- 417 Okunma
- 0 Yorum
- 0 Beğeni
Yarım Kalmış
Bu öfke de nerden çıktı şimdi?! Görüntülerin arasına hangi ara karıştı geçmişten süzülüp gelen o gölge? Geçmiş hep şimdime karışmak zorunda mı? Tam da şekere uzanmıştım. Elim havada tuttum kaldım görünmeyen bir şeyleri. Arkadaşım bakakaldı zamanı durduran elime, sözünü yarıda kesti. Sanki hayat devam etmek için elimin havadaki yolculuğunu bitirmesini bekliyordu şimdi.

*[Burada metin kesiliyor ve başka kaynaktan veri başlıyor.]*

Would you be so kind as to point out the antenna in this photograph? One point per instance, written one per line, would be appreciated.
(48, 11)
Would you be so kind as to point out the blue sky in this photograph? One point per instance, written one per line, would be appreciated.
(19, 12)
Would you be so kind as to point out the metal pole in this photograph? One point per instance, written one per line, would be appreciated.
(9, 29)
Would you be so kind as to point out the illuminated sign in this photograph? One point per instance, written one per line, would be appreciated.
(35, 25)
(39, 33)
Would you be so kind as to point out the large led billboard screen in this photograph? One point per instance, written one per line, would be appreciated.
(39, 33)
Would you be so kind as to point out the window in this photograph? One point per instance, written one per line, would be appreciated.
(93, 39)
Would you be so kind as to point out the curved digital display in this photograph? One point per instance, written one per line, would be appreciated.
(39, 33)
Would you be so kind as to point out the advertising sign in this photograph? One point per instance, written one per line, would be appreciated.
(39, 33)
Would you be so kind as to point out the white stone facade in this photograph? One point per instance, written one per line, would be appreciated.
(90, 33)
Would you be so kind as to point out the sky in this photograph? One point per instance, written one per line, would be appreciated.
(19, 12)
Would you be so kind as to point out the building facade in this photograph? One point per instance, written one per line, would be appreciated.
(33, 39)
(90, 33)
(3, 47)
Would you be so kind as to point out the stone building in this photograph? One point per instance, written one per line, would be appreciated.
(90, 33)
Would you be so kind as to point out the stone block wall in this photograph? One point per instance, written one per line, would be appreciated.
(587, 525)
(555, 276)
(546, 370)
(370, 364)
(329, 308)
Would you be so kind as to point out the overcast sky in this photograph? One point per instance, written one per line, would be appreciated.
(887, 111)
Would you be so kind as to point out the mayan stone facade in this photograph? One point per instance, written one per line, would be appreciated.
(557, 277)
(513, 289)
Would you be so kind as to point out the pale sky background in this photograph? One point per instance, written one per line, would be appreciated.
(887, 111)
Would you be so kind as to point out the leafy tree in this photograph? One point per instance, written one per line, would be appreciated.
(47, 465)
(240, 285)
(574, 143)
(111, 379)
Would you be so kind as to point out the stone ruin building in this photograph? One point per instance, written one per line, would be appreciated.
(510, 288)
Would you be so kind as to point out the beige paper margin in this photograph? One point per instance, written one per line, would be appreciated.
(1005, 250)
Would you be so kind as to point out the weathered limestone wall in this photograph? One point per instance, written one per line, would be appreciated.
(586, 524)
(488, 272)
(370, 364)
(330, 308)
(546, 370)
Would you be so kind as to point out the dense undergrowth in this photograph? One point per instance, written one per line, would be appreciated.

Geçmişten gelen o görüntüyü gözlerimin önünden tam olarak silemesem de epey bir flulaştırabildim neyse ki. Elim yine görünür oldu en azından. Şekerlik ve karşımda oturan Şebnem de... İki şeker aldım ve apar topar attım çayıma. Sanki geçmişi çağıran iki şeytanmışçasına bastırdım onlara kaşıkla iyice, erimeleri hızlansın diye ezdikçe ezdim.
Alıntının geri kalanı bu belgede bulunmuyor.